IMPRESSIONS

 
Left: Claude Monet, The Gare Saint-Lazare (or Interior View of the Gare Saint-Lazare, the Auteuil Line), 1877, oil on canvas, 75 x 104 cm (Musée d’Orsay)  Right: Diller Scofidio and Renfro, Blur Building. Photography by Beat Widmer and Dirk Hebel.

Left: Claude Monet, The Gare Saint-Lazare (or Interior View of the Gare Saint-Lazare, the Auteuil Line), 1877, oil on canvas, 75 x 104 cm (Musée d’Orsay)
Right: Diller Scofidio and Renfro, Blur Building. Photography by Beat Widmer and Dirk Hebel.

When travelling I can't help but hold in one hand the place before me, and in the other, the image of something else I have seen somewhere else. I think of it as an act of pairing, this habit I make of attaching the unknown to a known. I think I established this habit, subconsciously, as a way to both generate meaning, and to locate myself.
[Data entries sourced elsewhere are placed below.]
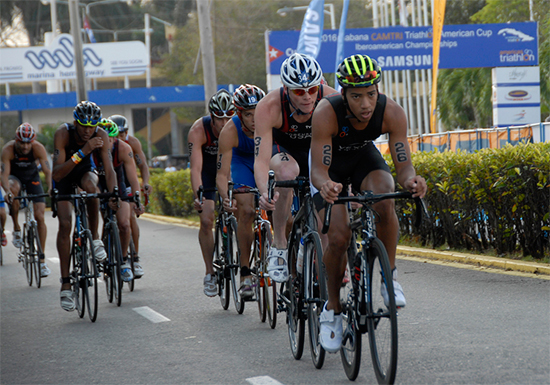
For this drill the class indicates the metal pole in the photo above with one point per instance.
(207, 50)
(74, 19)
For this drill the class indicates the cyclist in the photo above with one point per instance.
(203, 150)
(236, 162)
(342, 151)
(72, 165)
(19, 167)
(125, 168)
(283, 137)
(141, 163)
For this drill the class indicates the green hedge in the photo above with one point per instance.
(490, 199)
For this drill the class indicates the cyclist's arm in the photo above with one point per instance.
(268, 115)
(323, 127)
(41, 154)
(227, 141)
(127, 157)
(7, 156)
(107, 159)
(141, 161)
(196, 139)
(61, 167)
(395, 124)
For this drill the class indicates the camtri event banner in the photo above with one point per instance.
(56, 61)
(409, 48)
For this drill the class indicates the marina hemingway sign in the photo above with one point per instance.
(409, 48)
(56, 61)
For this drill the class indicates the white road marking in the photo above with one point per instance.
(150, 314)
(263, 380)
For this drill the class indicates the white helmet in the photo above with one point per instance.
(301, 71)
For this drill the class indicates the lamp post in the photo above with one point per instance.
(285, 10)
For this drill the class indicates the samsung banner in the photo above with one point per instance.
(409, 48)
(516, 96)
(56, 61)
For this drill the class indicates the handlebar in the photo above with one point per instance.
(368, 198)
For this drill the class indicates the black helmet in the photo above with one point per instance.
(87, 113)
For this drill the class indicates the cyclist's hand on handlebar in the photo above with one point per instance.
(416, 185)
(330, 190)
(268, 204)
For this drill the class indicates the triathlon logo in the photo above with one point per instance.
(513, 35)
(61, 56)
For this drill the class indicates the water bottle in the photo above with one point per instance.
(300, 259)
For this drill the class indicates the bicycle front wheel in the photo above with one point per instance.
(90, 277)
(316, 293)
(381, 317)
(235, 264)
(269, 290)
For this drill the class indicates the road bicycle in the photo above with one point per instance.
(31, 251)
(265, 287)
(85, 270)
(363, 307)
(305, 293)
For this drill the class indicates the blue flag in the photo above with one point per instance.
(311, 34)
(340, 46)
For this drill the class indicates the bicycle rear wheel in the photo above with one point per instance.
(235, 264)
(269, 290)
(381, 319)
(34, 252)
(317, 293)
(90, 277)
(220, 262)
(294, 290)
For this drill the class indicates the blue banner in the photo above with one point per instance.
(341, 38)
(311, 35)
(408, 48)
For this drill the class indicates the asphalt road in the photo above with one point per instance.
(461, 326)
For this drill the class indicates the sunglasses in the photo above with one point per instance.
(89, 123)
(356, 79)
(223, 114)
(301, 91)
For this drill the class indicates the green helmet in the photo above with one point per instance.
(358, 71)
(109, 126)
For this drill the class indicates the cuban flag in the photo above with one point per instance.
(311, 35)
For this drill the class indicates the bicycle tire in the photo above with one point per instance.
(317, 288)
(221, 258)
(90, 278)
(381, 319)
(235, 262)
(34, 252)
(294, 287)
(27, 261)
(131, 257)
(270, 286)
(117, 252)
(77, 274)
(108, 267)
(352, 345)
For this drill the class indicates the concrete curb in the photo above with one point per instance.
(478, 260)
(449, 256)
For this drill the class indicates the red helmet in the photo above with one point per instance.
(25, 133)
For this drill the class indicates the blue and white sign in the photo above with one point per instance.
(56, 61)
(516, 96)
(408, 48)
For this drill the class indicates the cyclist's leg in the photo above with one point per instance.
(206, 238)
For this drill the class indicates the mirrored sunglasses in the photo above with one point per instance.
(302, 91)
(223, 114)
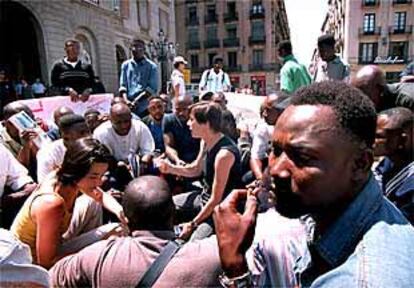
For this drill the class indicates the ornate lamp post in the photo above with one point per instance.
(164, 52)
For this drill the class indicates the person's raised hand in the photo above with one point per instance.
(235, 231)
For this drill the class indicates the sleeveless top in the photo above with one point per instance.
(25, 228)
(234, 179)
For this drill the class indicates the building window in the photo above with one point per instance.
(143, 12)
(164, 22)
(257, 7)
(192, 35)
(257, 57)
(232, 59)
(399, 50)
(368, 52)
(399, 21)
(211, 32)
(211, 59)
(232, 33)
(194, 61)
(211, 13)
(257, 29)
(369, 23)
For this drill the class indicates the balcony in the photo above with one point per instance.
(210, 18)
(231, 42)
(370, 3)
(212, 43)
(257, 13)
(257, 39)
(233, 68)
(230, 17)
(191, 21)
(407, 29)
(193, 45)
(366, 60)
(374, 31)
(197, 69)
(397, 2)
(256, 67)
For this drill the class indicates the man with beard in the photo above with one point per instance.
(320, 169)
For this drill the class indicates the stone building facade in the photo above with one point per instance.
(373, 32)
(33, 33)
(245, 33)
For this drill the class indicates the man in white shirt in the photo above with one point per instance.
(125, 136)
(50, 157)
(215, 79)
(177, 78)
(38, 88)
(14, 176)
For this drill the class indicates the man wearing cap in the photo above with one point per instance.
(177, 78)
(215, 79)
(139, 78)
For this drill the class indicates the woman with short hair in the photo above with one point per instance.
(47, 213)
(218, 162)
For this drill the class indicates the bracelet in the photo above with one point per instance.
(242, 281)
(193, 224)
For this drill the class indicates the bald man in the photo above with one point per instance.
(123, 261)
(395, 173)
(125, 136)
(370, 79)
(54, 132)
In June of 2018, alone in London, I went a Monet exhibition at the National Gallery. The exhibition was entitled Monet and Architecture and so, these being two of the most personally-defining words in my life, I could not not go.

But, being present there, in London, with a selection of Monet paintings, beneath the ground in the National Gallery, hours passed and I was still trying to grasp it. I was alone and I was felt I was no-where.

The exhibition was supposed to be about architecture, but it was more about the dissolution or impression of architecture. So much so that there was almost no way of pairing the atmosphere and affect of it all. For a long time I struggled for reference points. There was no daylight in the gallery and I lost my feel for the hour.

Then, as other visitors moved around me, I stood still. I realised I was holding in one hand Monet, the train station, thick steam and early morning light, and in the other; Diller, Scofidio & Renfro, the still water of the Swiss lake, and just above it, the no-longer existing Blur building.

This is a pairing which is also an effect. This is how we make sense of things. We bring together the nearly understood, the blurs of human expression, and find through these connections a transcendent kind of clarity. Through these fragile impressions, we can connect worlds.